The colours of the newly opened crocuses in the garden really sing in the spring sunshine.
The vibrancy of the colours in the delicate crocuses in the garden is such a welcome sight each spring.
I saw my first ladybird of 2016 on a gorgeous sunny spring day in early March. Obviously catching some rays to warm and wake up.
We saw a pair of wrens in what looked to be a pretty violent courtship ritual, then one of them (the male I suspect) stopped chasing to belt out a song, presumably saying “don’t mess with my girl”.
The catkins on my corkscrew hazel opened this week with the warm sunshine on them. They’re fascinatingly complex structures when you look at them.
My first lambs of spring 2016. They were very new and clean, but Mum, understandably, wasn’t keen on me getting too close.
We found a very quiet spot to eat some lunch in the car and just enjoy looking out at the spring sunshine.
My work this week:
Coiled copper teardrop loop earrings.
I have a number of designs that feature either twisted wire or coils of wire and it has been my practice to use a small cordless screwdriver to give me the twisting/coiling action. It needs a power tool that’s capable of a gentle start and slow speed.
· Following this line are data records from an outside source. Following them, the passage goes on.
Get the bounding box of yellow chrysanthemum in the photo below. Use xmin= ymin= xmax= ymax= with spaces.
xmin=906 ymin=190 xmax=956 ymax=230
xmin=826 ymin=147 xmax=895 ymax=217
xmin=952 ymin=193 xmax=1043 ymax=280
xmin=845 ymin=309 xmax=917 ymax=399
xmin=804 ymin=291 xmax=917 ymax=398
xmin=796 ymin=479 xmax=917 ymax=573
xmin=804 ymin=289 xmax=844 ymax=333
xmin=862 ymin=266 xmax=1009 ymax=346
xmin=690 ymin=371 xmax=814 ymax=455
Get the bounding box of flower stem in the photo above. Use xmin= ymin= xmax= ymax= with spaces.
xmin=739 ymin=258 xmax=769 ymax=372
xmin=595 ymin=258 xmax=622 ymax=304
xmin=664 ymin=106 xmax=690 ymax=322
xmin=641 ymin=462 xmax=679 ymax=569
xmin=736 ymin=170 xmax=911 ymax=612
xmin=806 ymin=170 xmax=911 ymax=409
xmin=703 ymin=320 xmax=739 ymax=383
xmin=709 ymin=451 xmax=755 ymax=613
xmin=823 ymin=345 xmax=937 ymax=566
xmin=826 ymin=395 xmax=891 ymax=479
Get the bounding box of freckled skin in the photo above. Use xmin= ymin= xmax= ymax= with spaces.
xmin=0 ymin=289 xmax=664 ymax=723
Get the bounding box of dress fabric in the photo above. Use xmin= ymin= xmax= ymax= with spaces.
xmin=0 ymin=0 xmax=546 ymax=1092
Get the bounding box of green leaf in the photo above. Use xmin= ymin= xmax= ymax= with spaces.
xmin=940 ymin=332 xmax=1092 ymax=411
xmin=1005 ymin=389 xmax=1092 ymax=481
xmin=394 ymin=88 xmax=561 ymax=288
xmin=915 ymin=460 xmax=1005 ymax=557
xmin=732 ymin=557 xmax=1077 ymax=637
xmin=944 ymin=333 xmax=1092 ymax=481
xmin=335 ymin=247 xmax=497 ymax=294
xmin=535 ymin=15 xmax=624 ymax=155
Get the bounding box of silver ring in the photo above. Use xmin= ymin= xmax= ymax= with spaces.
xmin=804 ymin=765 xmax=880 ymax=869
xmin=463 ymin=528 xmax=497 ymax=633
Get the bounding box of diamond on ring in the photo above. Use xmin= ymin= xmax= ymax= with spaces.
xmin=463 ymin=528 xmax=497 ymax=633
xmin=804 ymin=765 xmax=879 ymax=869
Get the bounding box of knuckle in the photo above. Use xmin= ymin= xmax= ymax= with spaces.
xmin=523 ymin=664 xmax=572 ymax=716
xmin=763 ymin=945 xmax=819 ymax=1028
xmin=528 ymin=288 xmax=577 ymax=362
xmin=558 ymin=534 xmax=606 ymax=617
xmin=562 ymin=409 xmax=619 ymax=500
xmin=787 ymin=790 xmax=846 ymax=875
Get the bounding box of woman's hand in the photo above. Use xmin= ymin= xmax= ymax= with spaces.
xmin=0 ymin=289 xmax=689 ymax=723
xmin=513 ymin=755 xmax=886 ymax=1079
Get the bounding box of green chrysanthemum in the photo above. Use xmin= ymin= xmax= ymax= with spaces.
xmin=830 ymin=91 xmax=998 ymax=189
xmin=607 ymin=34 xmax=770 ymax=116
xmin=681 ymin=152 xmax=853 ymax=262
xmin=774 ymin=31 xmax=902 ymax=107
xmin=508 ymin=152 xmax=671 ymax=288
I’d been using an inexpensive and very small hand unit that worked a treat for this, but it has been in its death throes for some time and I knew it wouldn’t be long for this world, despite giving me long and valued service.
But my father came to the rescue with a more substantial cordless screwdriver that had a failed battery and he adapted to run from the mains instead. It works an absolute treat and the additional size and weigh allows me to use it standing on its big heavy battery base, freeing me from the need to hold it up as well as co-ordinating the trigger finger and guiding the wire etc.
A longer teardrop of coiled copper wire in these antiqued copper earrings.
It has an accurate, well aligned chuck, which is especially valuable when coiling wire and it starts up lovely and gently, making for much easier coiling, less wire wastage and reduces the amount of swear words uttered. I’ve enjoyed using it so much, that I replenished my stock of coiled wire lengths for regular designs and was able to make longer pieces than I have previously, so I put together some new teardrop loop earrings, as shown.